Let’s assume the price of a stock is $22.50. Here’s the easy part first: The $22.50 strike price would be at-the-money for both puts and calls. If the option holder (buyer) exercised the option and bought or sold the stock for $22.50, it would represent a breakeven situation compared to the current market value of $22.50.

Next, we will evaluate the $20 strike price. For call options this strike price is in-the-money because if the call was exercised, the call buyer would then buy the shares at $20 and can sell those shares at market for $22.50, generating a profit of $2.50 per share. The amount that the strike price is in-the-money is known as intrinsic value. For put options, however, the $20 strike is out-of-the-money because the holder has the right to sell the shares for $20, below market value.
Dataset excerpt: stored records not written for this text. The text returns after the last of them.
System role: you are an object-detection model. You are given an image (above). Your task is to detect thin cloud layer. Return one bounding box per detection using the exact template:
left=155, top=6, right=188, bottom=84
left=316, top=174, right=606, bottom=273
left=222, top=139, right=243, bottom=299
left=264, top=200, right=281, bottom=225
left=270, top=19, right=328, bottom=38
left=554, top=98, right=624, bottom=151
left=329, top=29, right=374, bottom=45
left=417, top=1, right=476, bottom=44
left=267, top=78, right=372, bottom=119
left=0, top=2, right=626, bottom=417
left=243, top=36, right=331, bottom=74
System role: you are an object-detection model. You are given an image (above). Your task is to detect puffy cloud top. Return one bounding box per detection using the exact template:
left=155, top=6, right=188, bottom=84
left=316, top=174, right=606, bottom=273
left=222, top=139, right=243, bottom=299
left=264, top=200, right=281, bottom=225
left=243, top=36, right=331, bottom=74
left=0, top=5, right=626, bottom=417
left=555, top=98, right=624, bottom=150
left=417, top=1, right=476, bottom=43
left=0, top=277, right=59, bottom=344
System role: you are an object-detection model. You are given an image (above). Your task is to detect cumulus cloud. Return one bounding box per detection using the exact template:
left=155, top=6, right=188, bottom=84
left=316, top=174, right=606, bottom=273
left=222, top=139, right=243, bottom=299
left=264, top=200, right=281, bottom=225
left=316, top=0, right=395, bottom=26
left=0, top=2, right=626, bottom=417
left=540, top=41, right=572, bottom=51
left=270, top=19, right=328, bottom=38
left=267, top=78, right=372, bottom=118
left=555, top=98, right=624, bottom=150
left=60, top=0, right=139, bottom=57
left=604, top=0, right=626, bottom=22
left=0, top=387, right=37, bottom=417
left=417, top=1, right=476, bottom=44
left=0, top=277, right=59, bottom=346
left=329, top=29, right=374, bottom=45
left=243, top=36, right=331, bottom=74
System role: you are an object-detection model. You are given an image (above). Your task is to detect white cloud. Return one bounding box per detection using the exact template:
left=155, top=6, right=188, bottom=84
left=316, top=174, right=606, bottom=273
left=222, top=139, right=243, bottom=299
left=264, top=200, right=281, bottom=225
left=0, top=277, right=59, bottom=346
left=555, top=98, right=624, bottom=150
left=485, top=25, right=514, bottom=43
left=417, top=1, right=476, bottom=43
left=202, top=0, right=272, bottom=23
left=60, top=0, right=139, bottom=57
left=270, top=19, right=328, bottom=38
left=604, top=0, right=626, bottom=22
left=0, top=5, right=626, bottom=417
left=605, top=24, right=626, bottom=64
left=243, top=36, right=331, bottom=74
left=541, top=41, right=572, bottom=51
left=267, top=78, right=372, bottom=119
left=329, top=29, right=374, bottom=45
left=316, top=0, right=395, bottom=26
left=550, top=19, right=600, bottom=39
Looking at the $25 strike price, the call holder has the right to buy the shares for $25, well above market value and therefore with no inherent value. For call options this strike is out-of-the-money. For put options, however, the $25 strike is in-the-money because the holder of the put has the right to sell his shares for $25, well above market value of $22.50.  This option then has $2.50 of intrinsic value. The moneyness of in-the-money and out-of-the-money strikes is inversely related for calls and puts. A reliable way to determine the moneyness of an option is to ask this question: If I am the holder of the option, am I better off exercising the option or buying or selling the stock at market. If you are better off exercising then the strike price is in-the-money and has intrinsic value.

Example of calculating moneyness for call options using the Ellman Calculator (get a free copy using the “free resources” link at the top of this page)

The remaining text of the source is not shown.